At 3 years post transplant, CI of moderate-to-severe cGVHD was 44% following MUD versus 8% following CBT (P=0.0006) and CI of any cGVHD was 68% following MUD versus 32% following CBT (P=0.0017) (Figure 2). The CI of immunosuppression withdrawal was significantly more rapid following CB than MUD transplant (P<0.0001); median time to being off immunosuppression among CB patients was 268 days versus not reached among MUD patients (Figure 3). Median follow-up among all CB patients was 411 days (range 18–1853) and median time to onset of cGVHD was 210 days (range 108–490). Onset was de novo n=3, quiescent n=8 and progressive n=3. Median follow-up among all MUD patients was days 488 days (range 24–1955) and median time to onset of cGVHD was 225 days (range 83–803). Onset was de novo n=7, quiescent n=12 and progressive n=11.

Figure 2
Figure 2

Time to immunosuppression withdrawal.

Figure 3
Figure 3

(a) Any cGVHD and (b) moderate to severe cGVHD.

Among CB patients, one patient remained on immunosuppression 384 days post transplant. One patient who died of cGVHD-related complications remained on immunosuppression at the time of death. Four patients restarted immunosuppression owing to recrudescent symptoms, but all four patients subsequently tapered again and remain off immunosuppression. Among MUD patients, the five patients who died of cGVHD-related complications and the two patients who died of relapse after developing cGVHD remained on immunosuppression at the time of death. Twenty-two of 31 surviving patients who did not experience competing risks prior to onset of cGVHD remain on immunosuppression without ever stopping. Of nine patients who stopped immunosuppression, eight subsequently restarted for recrudescent GVHD symptoms and five remain on immunosuppressive therapy.

Late infections and hospitalizations

We performed a descriptive analysis comparing late infection and hospitalization rates among CB and MUD patients who underwent successful transplants without early competing risks and without late relapse. Analysis began 90 days post transplantation; patients who died or relapsed (n=8 CB, 10 MUD), experienced graft failure (n=3 CB, 5 MUD) or underwent rapid immunosuppression for persistent disease (n=1 CB, 1 MUD) prior to day 90, as well as any patients experiencing the competing risk of relapse (n=8 CB, 7 MUD) after day 90 post transplantation were excluded. Infectious episodes were defined as bacterial, fungal or viral infections in which patients were symptomatic or required treatment (CMV reactivation) and pathogens were identified by culture, PCR or histological exam. Among 31 CB patients (median follow-up 551 days (range 40–1763)) and 34 MUD patients (median follow-up 920 days (range 37–1865)), comprehensive follow-up data were not available for 1 MUD patient. Six cord patients died (cGVHD=1, aGVHD n=1, infection n=2, pulmonary failure n=2) and nine MUD patients died (cGVHD n=5, aGVHD n=1, suicide n=1, infection n=1, pulmonary failure n=1) during follow-up.

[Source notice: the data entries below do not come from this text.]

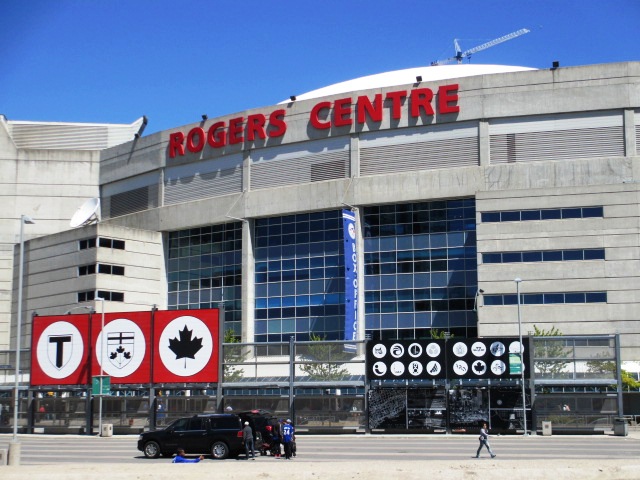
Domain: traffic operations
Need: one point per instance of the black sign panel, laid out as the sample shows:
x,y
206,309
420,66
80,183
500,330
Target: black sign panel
x,y
480,358
411,359
466,358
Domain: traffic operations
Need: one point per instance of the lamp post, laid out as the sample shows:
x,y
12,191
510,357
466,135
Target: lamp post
x,y
102,342
520,350
24,219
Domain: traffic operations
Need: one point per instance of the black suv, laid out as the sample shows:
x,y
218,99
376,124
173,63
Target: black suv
x,y
219,435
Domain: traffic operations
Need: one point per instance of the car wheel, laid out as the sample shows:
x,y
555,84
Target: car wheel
x,y
219,450
151,450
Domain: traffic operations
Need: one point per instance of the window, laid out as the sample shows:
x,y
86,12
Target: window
x,y
544,256
546,298
110,269
86,270
87,243
546,214
111,243
86,296
111,296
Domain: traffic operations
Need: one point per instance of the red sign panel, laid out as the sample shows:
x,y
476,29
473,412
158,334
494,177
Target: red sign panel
x,y
122,349
134,347
60,350
186,347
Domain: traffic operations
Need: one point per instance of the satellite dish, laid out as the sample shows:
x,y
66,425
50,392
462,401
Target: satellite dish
x,y
86,214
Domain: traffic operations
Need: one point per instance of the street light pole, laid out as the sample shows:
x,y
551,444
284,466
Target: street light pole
x,y
24,219
520,350
102,342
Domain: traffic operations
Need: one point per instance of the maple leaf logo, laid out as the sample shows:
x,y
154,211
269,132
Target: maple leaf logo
x,y
187,346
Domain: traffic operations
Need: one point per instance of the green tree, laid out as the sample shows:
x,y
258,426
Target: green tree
x,y
233,354
440,334
549,354
629,383
325,359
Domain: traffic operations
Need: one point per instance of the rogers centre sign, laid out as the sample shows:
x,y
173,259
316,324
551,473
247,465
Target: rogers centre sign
x,y
323,115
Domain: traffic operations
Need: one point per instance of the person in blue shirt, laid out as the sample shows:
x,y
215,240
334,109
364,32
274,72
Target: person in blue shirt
x,y
288,436
180,458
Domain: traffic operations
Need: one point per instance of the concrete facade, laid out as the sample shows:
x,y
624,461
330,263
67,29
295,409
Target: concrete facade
x,y
544,139
47,170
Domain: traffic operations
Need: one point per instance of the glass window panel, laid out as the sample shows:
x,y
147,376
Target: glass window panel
x,y
489,217
590,212
552,256
550,214
572,255
596,254
509,216
527,215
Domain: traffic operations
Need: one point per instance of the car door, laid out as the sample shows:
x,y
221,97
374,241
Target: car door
x,y
175,435
196,440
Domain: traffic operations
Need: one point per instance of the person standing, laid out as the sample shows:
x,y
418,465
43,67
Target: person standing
x,y
484,441
288,433
247,438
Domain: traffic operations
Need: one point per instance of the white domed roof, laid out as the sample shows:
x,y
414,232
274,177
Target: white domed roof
x,y
403,77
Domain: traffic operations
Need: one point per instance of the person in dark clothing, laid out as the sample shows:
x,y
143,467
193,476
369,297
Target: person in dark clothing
x,y
180,458
288,435
484,441
247,439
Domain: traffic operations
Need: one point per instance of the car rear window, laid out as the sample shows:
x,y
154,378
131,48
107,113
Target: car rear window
x,y
226,422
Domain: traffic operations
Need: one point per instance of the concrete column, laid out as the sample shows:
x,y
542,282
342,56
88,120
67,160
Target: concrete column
x,y
484,151
15,449
630,146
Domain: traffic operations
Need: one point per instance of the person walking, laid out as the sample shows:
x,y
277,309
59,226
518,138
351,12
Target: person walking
x,y
484,441
247,439
288,433
180,458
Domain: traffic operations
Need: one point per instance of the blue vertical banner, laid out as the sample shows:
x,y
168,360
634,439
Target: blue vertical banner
x,y
350,278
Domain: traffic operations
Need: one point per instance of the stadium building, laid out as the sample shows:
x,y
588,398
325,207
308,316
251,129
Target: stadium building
x,y
460,179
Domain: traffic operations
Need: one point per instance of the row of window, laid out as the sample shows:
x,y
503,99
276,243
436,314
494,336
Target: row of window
x,y
103,242
100,268
544,256
542,214
89,295
546,298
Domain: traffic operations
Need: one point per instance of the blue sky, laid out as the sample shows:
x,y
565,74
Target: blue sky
x,y
112,61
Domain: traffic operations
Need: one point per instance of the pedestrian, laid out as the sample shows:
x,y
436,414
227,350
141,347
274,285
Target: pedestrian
x,y
288,434
247,439
275,440
180,458
484,441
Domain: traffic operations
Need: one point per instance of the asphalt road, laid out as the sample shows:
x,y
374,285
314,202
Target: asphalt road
x,y
72,449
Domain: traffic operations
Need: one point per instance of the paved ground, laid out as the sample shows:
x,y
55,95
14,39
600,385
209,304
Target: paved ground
x,y
404,457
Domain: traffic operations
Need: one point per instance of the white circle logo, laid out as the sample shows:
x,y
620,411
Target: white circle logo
x,y
396,350
60,349
433,350
497,349
185,346
460,367
478,349
379,368
433,368
498,367
120,348
397,368
415,368
379,350
479,367
415,350
460,349
514,347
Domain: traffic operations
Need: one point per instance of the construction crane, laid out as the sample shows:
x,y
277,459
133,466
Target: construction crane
x,y
460,55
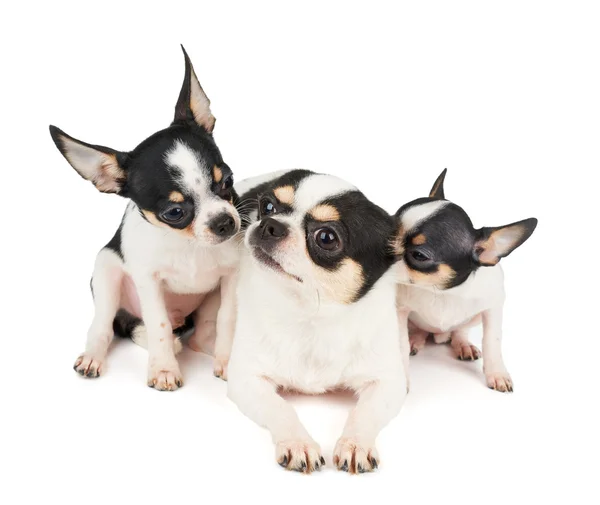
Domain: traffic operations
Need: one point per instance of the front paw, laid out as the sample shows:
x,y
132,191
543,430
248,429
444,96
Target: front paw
x,y
220,368
499,381
299,455
88,365
354,456
165,378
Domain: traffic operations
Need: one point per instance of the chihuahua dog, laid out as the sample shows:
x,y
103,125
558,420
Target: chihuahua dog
x,y
316,312
450,279
175,243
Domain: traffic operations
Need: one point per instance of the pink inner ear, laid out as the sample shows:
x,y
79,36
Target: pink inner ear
x,y
487,256
110,176
499,244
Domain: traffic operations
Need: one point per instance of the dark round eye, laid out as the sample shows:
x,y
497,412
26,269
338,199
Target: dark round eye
x,y
327,239
419,256
173,214
267,207
227,183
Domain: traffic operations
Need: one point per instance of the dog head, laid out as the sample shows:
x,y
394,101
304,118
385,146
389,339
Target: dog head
x,y
177,177
317,232
438,246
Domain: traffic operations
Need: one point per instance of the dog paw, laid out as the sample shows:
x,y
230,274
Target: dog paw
x,y
466,352
220,368
165,378
299,455
499,381
352,456
88,366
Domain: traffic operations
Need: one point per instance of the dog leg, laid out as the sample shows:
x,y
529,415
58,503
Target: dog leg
x,y
163,369
205,324
379,402
417,339
496,375
139,335
257,398
225,325
461,346
106,289
405,344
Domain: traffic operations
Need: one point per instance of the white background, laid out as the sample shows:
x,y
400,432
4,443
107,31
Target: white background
x,y
504,94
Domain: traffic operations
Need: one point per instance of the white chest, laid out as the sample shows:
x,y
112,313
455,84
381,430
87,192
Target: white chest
x,y
314,347
440,311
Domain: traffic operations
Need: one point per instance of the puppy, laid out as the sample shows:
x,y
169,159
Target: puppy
x,y
451,280
174,243
316,312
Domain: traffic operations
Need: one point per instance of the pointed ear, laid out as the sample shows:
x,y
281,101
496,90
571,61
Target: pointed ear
x,y
496,243
437,191
98,164
193,104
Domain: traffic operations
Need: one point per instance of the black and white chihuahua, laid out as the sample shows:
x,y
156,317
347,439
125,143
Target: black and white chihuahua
x,y
317,311
175,244
442,282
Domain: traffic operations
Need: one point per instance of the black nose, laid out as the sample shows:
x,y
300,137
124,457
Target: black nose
x,y
272,229
222,225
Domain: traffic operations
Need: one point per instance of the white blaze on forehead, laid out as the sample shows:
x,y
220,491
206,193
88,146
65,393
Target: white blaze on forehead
x,y
189,168
316,188
252,182
418,213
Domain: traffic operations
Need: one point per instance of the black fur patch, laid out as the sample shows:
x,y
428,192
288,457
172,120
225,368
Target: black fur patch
x,y
364,230
249,200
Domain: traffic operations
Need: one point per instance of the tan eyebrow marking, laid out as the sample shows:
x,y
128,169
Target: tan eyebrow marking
x,y
217,174
441,277
176,197
420,239
325,212
285,194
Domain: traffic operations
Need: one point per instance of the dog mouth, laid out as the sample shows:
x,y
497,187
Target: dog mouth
x,y
269,262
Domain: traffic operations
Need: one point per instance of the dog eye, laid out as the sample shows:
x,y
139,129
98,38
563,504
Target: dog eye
x,y
227,183
224,189
173,214
267,207
419,256
327,239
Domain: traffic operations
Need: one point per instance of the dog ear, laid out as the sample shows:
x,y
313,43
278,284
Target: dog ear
x,y
496,243
98,164
437,191
193,104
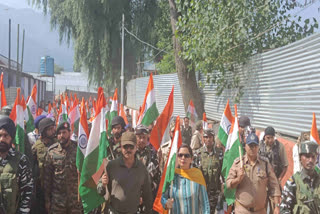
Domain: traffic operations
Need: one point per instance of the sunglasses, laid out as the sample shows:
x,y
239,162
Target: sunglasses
x,y
185,155
128,146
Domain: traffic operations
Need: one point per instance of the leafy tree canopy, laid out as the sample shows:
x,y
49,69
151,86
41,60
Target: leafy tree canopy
x,y
217,35
94,26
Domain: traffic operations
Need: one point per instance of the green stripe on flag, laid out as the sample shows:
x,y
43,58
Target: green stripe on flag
x,y
150,115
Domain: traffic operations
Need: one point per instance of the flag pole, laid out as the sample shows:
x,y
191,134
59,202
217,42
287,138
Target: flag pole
x,y
240,155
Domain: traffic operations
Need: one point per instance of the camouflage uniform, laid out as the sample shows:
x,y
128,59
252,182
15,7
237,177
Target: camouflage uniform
x,y
210,165
16,183
301,194
61,179
149,158
39,151
114,150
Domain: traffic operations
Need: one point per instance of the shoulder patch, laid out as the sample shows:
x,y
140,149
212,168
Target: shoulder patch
x,y
53,146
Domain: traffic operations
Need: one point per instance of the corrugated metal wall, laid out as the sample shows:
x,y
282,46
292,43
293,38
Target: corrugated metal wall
x,y
281,88
136,90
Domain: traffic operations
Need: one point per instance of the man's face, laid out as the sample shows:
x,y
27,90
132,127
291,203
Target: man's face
x,y
308,161
50,131
142,141
252,150
186,122
241,130
128,151
63,136
116,131
5,141
208,141
269,139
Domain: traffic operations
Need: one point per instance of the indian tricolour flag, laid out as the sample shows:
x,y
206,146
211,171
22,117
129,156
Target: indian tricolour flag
x,y
204,121
92,167
63,115
225,124
162,126
149,111
113,109
17,115
83,136
3,99
192,114
32,109
168,171
314,136
231,153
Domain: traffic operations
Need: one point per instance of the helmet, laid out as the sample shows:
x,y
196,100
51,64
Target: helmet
x,y
118,120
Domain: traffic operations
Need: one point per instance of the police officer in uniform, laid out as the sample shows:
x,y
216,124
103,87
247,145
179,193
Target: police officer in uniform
x,y
39,151
301,194
114,149
61,177
209,159
186,132
252,176
16,182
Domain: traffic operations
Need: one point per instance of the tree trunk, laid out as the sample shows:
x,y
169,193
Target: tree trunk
x,y
187,79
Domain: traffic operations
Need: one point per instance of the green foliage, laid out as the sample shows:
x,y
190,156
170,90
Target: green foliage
x,y
94,27
58,69
165,62
218,36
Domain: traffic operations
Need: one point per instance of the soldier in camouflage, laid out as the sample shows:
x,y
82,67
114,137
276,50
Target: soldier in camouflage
x,y
39,151
209,159
16,182
301,194
114,149
148,156
61,177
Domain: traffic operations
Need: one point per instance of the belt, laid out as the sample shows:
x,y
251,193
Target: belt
x,y
250,209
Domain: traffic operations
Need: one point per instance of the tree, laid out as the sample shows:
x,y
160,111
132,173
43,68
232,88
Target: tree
x,y
187,78
57,69
94,27
218,36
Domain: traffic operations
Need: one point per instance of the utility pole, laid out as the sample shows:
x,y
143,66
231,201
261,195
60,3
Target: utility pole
x,y
22,49
9,54
122,61
18,82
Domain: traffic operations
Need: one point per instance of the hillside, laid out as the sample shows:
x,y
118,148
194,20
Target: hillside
x,y
40,40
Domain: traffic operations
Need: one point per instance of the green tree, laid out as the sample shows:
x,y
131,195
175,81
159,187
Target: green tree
x,y
57,69
94,27
218,36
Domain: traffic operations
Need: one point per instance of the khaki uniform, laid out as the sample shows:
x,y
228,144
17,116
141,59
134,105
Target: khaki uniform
x,y
163,154
210,165
61,179
251,193
196,140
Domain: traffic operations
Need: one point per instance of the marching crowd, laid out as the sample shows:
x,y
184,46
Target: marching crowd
x,y
45,179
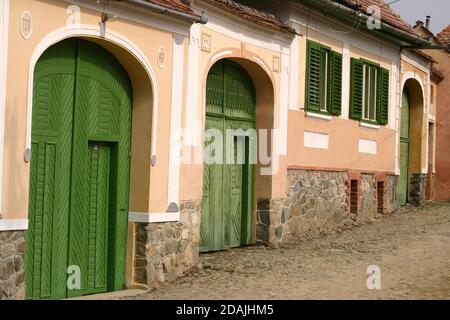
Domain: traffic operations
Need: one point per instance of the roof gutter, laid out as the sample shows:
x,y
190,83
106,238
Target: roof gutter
x,y
340,11
171,12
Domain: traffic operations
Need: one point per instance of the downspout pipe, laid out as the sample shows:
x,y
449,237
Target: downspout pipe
x,y
171,12
393,31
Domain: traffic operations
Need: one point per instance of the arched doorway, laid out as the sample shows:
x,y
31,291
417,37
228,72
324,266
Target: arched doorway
x,y
79,172
411,183
402,184
229,170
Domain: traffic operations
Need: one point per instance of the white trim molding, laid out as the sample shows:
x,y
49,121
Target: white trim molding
x,y
13,224
92,31
4,21
318,116
369,125
176,110
283,104
153,217
294,74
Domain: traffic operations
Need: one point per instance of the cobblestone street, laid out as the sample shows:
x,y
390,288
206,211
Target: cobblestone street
x,y
412,248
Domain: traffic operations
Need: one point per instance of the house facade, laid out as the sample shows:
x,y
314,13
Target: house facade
x,y
136,134
439,186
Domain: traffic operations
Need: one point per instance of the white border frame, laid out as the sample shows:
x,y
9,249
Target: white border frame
x,y
4,18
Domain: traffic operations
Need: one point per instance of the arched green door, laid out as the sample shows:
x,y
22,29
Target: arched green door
x,y
402,184
228,183
79,173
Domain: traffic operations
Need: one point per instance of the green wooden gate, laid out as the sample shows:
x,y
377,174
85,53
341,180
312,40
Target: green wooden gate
x,y
402,185
79,172
228,186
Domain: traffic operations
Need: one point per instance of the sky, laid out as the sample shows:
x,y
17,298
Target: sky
x,y
413,10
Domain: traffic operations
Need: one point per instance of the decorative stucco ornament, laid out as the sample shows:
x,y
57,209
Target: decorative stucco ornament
x,y
26,25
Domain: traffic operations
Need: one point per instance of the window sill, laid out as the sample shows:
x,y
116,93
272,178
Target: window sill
x,y
319,116
370,125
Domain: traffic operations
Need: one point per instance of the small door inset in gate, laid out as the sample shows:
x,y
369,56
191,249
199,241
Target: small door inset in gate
x,y
100,187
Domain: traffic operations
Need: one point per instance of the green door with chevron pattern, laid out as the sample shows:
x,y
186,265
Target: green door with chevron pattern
x,y
228,182
79,173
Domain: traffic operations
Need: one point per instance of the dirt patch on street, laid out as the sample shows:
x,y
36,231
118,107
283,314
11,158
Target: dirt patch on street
x,y
411,247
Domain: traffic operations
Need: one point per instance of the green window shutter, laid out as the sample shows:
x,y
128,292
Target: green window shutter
x,y
313,77
335,88
356,89
383,97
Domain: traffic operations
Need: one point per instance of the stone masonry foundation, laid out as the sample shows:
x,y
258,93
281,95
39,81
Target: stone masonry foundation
x,y
12,246
166,251
318,202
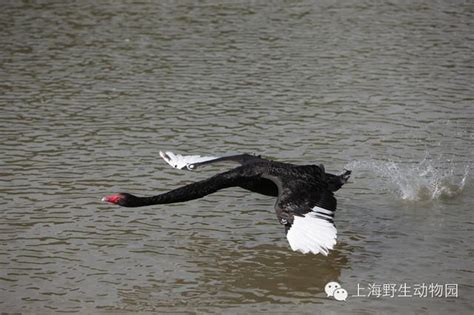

Of the CB patients, 12 did not experience infectious episodes after 3 months post transplantation and 19 experienced infections (median 2 infectious episodes, range 1–11). Of the 33 assessable MUD patients, 4 did not experience infectious episodes after 3 months post transplantation and 29 experienced infections (median 3 infectious episodes, range 1–9). The relative risk of late infection episode on a per infection level (total number of infections, including multiple infections in a single individual) for CB patients was comparable with MUD patients (P=0.37, relative risk 0.95 (95% CI 0.67–0.1.3)). Excluding patients who died during the follow-up period, the relative risk of late infection episode on a per infection level for CB patients trended toward lower compared with MUD patients (P=0.10), relative risk 0.77 (95% CI 0.51–1.16). (Table 2)

Table 2: Late infections and hospitalizations, surviving patients

Among CB patients, 16 were not rehospitalized after 3 months post transplantation and 15 were readmitted (median 2 readmissions, range 1–10). For 19 405 total follow-up days, patients spent 535 days hospitalized (0.028 hospital days/follow-up days). Among MUD patients, 9 were not rehospitalized after 3 months post transplantation and 25 were readmitted (median 1 readmissions, range 1–7). For 29 418 total follow-up days, patients spent 825 days hospitalized (0.028 hospital days/follow-up days). The relative risk of late hospitalized days following CBT was comparable with that following MUD transplantation (P=0.4, relative risk 0.98 (95% CI 0.88–1.1). Excluding patients who died during the follow-up period, the relative risk of late hospitalized days following CBT was lower than following MUD transplantation (P<0.001), relative risk 0.74 (95% CI 0.66–0.82). (Table 2)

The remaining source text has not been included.